Question	Why It Matters
Who's responsible for this system?	Establishes clear ownership
What decisions rely on its outputs?	Defines the risk exposure
What assumptions are embedded, and who validated them?	Surfaces hidden risks
How are changes controlled and approved?	Ensures process integrity
How are outputs verified before action?	Prevents overreliance
How is ongoing performance monitored?	Catches drift and degradation

These questions mirror those in traditional audits and should be applied with the same consistency and rigor.
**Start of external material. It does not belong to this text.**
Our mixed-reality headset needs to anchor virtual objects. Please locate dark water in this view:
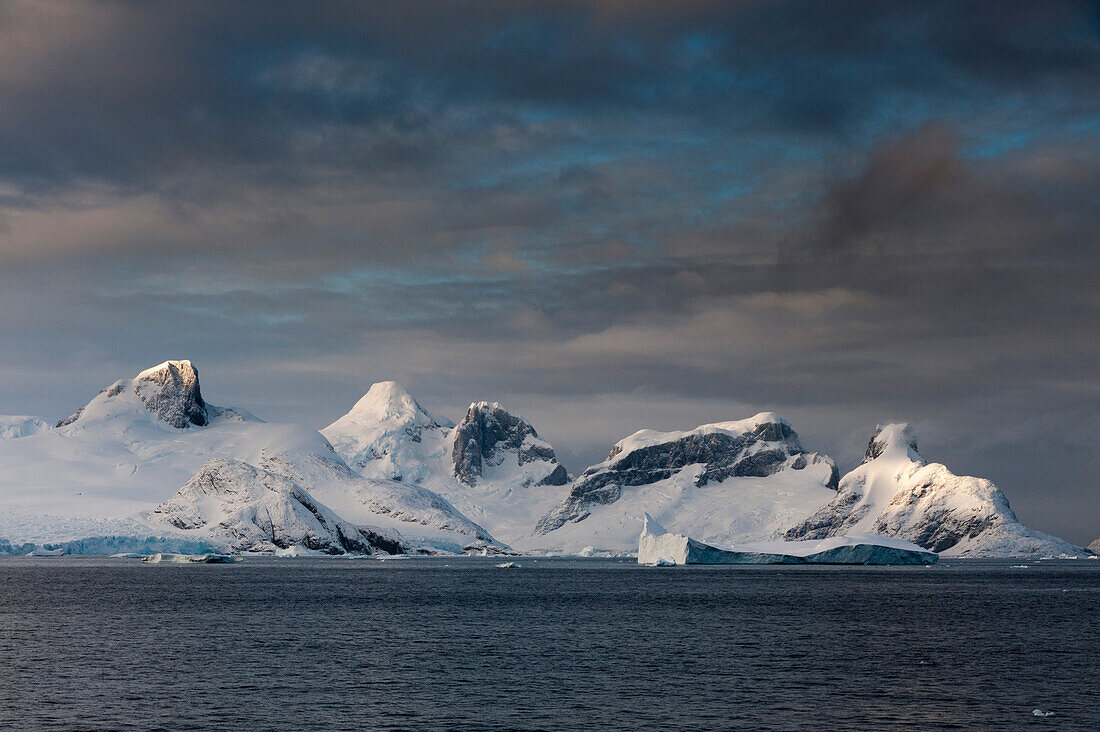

Organizations treating AI as a governance issue tend to manage it better. They establish clear ownership, implement appropriate controls, and monitor performance continuously. Organizations treating AI as purely technical often overlook these elements entirely and typically discover the cost only after significant problems materialize.

The Bottom Line

AI failures often get described as technical issues, but that view is incomplete. In many cases, the technology works exactly as designed. Failures happen because governance was insufficient or nobody was clearly responsible for it.

Weak oversight, missing controls, undocumented assumptions, and uncritical reliance on outputs let errors persist and spread. These aren't new problems they're the same deficiencies auditors have documented in traditional systems for decades. Technology has changed, but human accountability hasn't.

AI doesn't require new governance principles. It requires the consistent, honest application of existing ones. Complexity shouldn't deter basic questions:

Who owns this?

Who verifies it?

What happens if it fails?

These questions are exactly what's needed.

AI errors are symptoms. Governance gaps are the root cause. Addressing them isn't a technical task it's a leadership responsibility. For auditors and risk professionals, this is work you're already equipped to perform. Ready to assess your organization's AI governance? Start with the questions above. The answers might surprise you, and that's exactly the point.